Many British actors have achieved international fame and critical success, including Julie Andrews, Richard Burton, Michael Caine, Charlie Chaplin, Sean Connery, Vivien Leigh, David Niven, Laurence Olivier, Peter Sellers and Kate Winslet. Some of the most commercially successful films of all time have been produced in the United Kingdom, including the two highest-grossing film franchises (Harry Potter and James Bond).  Ealing Studios has a claim to being the oldest continuously working film studio facility in the world.
Despite a history of important and successful productions, the industry has often been characterised by a debate about its identity and the level of American and European influence. Many British films are co-productions with American producers, often using both British and American actors, and British actors feature regularly in Hollywood films. Many successful Hollywood films have been based on British people, stories or events, including Titanic, The Lord of the Rings, Pirates of the Caribbean and the ‘English Cycle’ of Disney animated films.

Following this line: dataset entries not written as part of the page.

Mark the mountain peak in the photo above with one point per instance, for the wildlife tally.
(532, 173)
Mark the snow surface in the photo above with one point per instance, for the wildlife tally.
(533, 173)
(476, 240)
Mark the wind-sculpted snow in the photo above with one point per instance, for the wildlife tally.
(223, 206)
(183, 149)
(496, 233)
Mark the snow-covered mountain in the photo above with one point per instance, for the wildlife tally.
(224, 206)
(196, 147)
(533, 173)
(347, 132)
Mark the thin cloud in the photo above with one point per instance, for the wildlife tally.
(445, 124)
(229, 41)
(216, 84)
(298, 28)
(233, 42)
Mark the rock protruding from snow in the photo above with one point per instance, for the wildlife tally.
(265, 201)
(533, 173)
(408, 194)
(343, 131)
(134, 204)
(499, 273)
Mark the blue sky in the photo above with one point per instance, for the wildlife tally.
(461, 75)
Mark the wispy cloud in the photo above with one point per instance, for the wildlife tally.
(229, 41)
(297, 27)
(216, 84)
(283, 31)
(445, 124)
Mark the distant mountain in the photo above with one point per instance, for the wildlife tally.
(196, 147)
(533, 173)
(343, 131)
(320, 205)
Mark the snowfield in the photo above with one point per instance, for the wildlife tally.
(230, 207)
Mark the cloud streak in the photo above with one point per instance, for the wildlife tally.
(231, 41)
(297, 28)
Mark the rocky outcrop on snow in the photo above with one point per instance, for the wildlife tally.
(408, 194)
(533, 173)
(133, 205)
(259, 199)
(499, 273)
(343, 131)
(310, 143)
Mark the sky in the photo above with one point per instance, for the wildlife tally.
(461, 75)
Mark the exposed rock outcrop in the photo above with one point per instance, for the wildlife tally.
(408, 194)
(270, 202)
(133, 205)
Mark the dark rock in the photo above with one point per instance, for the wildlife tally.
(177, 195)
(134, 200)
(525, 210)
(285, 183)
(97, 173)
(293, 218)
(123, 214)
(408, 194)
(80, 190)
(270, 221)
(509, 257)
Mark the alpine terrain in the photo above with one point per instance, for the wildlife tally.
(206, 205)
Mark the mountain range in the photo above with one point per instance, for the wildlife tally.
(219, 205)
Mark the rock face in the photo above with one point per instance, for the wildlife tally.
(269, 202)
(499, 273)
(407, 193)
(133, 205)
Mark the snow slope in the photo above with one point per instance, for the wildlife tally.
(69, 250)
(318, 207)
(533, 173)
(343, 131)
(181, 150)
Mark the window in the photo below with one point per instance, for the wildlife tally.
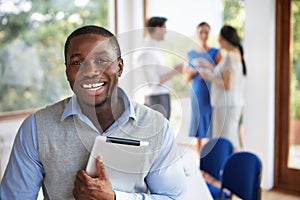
(32, 36)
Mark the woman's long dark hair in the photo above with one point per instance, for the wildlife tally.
(229, 33)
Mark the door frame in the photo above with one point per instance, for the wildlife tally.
(284, 178)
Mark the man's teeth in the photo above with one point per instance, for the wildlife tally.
(92, 85)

In 2009 British films grossed around $2 billion worldwide and achieved a market share of around 7% globally and 17% in the United Kingdom. UK box-office takings totalled ? 944 million in 2009, with around 173 million admissions. The British Film Institute has produced a poll ranking what they consider to be the 100 greatest British films of all time, the BFI Top 100 British films. The annual British Academy Film Awards hosted by the British Academy of Film and Television Arts are the British equivalent of the Oscars.
There is a great number of film festivals in the United Kingdom. The most famous of them are the London Film Festival, East End Film Festival and Leeds International Film Festival in England, Belfast Film Festival in Northern Ireland, Edinburgh International Film Festival and Dead by Dawn in Scotland, Cardiff film festival in Wales that was later replaced by a new International Film Event for Wales. The London Film Festival is the UK’s largest public film event, screening more than 300 features, documentaries and shorts from almost 50 countries.
The festival, (the LFF), currently in its 54th year, is run every year in the second half of October under the umbrella of the British Film Institute. The East End Film Festival is one of the biggest film festivals in London. Taking place annually in various venues throughout East London, the festival screens UK, Eastern European, and Asian independent features each year, along with hundreds of short films from up-and-coming filmmakers. The Leeds International Film Festival is the largest film festival in England outside London.
Held in November at various venues throughout Leeds, West Yorkshire it shows over 200 films from around the world, commercial and independent. The Edinburgh International Film Festival is an annual fortnight of cinema screenings and related events taking place each June. Established in 1947, it is the world’s oldest continually running film festival. It aims to present both UK and international movie premieres and to exhibit the work of film-makers. Dead by Dawn is a film festival in Edinburgh, Scotland specifically devoted to horror films.
Established in 1993 by Adele Hartley, this is a discovery festival showcasing mostly independent films, both short films and feature length films. Dead by Dawn is a member of the European Fantastic Film Festivals Federation and occurs once yearly, usually in mid-April. The Cardiff Film Festival was an annual film festival that took place in Cardiff, Wales. It had previously been called the Cardiff Screen Festival. After 2006 the Film Agency for Wales subsequently decided that the festival would be replaced by a new International Film Event for Wales.